But we found that many people either aren't technical enough, or didn't want to go through the hassle of setting up a MySQL instance, defining a schema, and cleaning the data. So now we do that for them.
I haven't used it in ages, but Log Parser -- a fantastic old Microsoft skunkworks project -- lets you run full SQL directly against CSV files, Apache logs, the Windows Registry, Active Directory, file paths...
Microsoft SQL Server has a couple of methods for querying CSV/XLS(X) files (I remember at least OPENROWSET and BULK INSERT), but sometimes it's a bit tricky to use/configure (have the right OLEDB driver, use INI files for configuration etc..) or the behaviour is not very consistent/well-documented
Edit: of course with BULK INSERT you don't directly query the file, you must load it to a (temp) table
Data isn't "locked up" in CSV, rather it is available in CSV.
CSV is one of the most open things possible.
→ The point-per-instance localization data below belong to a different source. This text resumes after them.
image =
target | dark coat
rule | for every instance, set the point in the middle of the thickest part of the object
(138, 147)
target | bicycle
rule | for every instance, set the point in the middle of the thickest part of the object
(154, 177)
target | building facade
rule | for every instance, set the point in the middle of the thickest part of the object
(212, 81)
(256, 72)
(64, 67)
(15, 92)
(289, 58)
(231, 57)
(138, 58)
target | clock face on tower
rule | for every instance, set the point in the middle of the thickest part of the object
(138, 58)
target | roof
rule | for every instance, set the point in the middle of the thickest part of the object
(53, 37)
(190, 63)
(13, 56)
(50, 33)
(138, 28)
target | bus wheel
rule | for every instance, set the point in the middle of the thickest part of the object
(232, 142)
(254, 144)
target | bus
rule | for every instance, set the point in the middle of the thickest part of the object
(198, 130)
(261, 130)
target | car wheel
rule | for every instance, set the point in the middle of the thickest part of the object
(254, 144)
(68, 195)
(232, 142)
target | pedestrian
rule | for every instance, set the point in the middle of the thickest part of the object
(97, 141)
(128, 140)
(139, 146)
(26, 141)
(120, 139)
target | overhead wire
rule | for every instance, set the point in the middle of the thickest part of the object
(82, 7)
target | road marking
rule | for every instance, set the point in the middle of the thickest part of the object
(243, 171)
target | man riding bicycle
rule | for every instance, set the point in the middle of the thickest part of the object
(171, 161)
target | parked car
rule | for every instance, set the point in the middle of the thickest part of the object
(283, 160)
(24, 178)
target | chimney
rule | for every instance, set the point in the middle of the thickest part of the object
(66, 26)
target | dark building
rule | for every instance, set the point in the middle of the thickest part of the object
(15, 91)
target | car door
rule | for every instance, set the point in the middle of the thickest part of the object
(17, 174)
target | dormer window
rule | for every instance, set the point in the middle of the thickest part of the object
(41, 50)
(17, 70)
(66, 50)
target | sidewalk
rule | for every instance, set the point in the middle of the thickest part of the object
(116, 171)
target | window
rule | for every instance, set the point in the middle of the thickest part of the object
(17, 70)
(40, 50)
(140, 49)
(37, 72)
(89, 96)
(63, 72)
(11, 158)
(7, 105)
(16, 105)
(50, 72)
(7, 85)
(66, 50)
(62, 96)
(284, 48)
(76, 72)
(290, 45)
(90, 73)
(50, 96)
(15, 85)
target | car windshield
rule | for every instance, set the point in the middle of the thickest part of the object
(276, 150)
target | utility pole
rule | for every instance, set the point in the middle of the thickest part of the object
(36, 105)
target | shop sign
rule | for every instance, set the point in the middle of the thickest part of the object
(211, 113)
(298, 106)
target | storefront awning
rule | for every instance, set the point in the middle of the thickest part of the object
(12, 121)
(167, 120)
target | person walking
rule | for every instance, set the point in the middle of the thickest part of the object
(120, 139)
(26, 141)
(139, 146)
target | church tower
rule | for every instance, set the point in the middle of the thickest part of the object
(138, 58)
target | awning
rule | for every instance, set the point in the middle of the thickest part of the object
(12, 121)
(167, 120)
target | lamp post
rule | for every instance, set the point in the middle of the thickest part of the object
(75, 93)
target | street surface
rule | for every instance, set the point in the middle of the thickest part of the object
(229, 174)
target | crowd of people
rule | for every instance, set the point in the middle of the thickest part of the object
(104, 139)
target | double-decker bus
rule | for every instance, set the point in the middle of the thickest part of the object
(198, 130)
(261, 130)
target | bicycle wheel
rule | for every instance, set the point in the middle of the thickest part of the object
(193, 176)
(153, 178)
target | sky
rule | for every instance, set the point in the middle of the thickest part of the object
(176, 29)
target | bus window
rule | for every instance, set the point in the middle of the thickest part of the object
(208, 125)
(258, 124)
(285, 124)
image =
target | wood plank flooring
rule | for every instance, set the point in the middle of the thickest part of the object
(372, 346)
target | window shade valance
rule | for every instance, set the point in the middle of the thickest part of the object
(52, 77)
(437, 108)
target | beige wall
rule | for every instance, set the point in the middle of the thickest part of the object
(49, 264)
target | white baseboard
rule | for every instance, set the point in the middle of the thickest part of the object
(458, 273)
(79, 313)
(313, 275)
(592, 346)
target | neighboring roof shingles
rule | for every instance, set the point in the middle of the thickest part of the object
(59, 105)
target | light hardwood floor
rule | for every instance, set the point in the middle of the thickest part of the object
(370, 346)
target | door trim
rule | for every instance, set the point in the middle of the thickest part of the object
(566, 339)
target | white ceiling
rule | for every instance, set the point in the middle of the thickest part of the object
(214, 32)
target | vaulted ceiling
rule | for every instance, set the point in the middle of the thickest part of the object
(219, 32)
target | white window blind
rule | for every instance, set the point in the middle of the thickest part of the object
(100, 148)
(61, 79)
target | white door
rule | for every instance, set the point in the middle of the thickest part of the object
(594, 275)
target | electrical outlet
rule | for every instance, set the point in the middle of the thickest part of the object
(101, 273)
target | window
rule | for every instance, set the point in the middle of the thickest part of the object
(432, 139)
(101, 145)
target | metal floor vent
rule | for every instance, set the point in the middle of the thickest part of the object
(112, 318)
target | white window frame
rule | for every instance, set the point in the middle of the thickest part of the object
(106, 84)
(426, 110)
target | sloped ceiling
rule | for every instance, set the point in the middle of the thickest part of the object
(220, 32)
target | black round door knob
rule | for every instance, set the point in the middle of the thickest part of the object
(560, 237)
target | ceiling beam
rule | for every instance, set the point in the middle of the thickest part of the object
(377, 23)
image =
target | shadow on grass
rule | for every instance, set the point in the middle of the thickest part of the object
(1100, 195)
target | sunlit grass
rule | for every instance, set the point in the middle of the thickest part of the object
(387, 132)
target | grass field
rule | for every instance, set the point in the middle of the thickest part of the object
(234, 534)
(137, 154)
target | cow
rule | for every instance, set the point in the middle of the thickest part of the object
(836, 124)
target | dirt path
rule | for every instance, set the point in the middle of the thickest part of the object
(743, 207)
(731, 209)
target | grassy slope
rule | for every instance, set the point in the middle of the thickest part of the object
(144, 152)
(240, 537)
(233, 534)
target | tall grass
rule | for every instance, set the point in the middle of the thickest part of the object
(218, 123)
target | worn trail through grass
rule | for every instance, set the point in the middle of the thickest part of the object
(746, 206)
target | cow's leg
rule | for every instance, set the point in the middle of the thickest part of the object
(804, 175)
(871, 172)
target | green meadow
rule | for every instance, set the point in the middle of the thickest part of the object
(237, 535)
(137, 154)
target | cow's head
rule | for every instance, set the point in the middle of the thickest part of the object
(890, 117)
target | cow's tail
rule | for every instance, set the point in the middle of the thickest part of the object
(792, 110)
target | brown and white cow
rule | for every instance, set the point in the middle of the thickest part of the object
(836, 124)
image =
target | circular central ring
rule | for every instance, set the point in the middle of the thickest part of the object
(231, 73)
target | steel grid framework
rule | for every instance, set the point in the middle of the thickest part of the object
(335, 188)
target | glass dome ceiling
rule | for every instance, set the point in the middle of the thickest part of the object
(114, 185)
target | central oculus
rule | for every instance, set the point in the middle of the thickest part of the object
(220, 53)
As a programmer I do a lot of one-time makeshift data reports for other people, and I always use CSV (or precisely, tab separated) because that's what every program happily emits and consumes. If it does not, it's trivial to transform thanks to UNIX sort, awk and uniq.
Once your CSV (or TSV) files start having quoted fields, they become very tricky to parse using standard multi-purpose tools like sort, awk, & uniq.
It's hard enough when you have delimiters in quoted fields, but dealing with quoted newlines starts to become unreasonable, especially for line-based tools.
CSV files, as you say, are absolutely wonderful to create. Problems come up when you try to parse files other people write. Not everyone follows RFC 4180.
If I were to build a MVP for any type of data charting or visualization or analysis the first data format that I would think of supporting would be CSV.
CSV is the biggest pile of nuisance you'd never expect from a seemingly simple data format.
- Header line or none?
- "\n" or "\r\n"?
- Is there a newline at the last line? How about two?
- Escape quotes with doubling or backslash? How about both in the same file? How about both, inconsistently, in different fields? How about quotes including a newline and commas?
- Strings always quoted? Only if necessary? Is ,, a null or an empty string, or an error?
- How about mixed line lengths? Are missing trailing entries nulls? How about multiple data types in a file, with the first field being type, and line length only fixed per type?
I have generally found "TSV with a rule that data cannot represent tabs or newlines, period" as vastly superior.
Chartio actually will accept TSV files because it will detect most of these settings. It'll detect the delimiter, the presence of a header line, file encoding, and newline character(s).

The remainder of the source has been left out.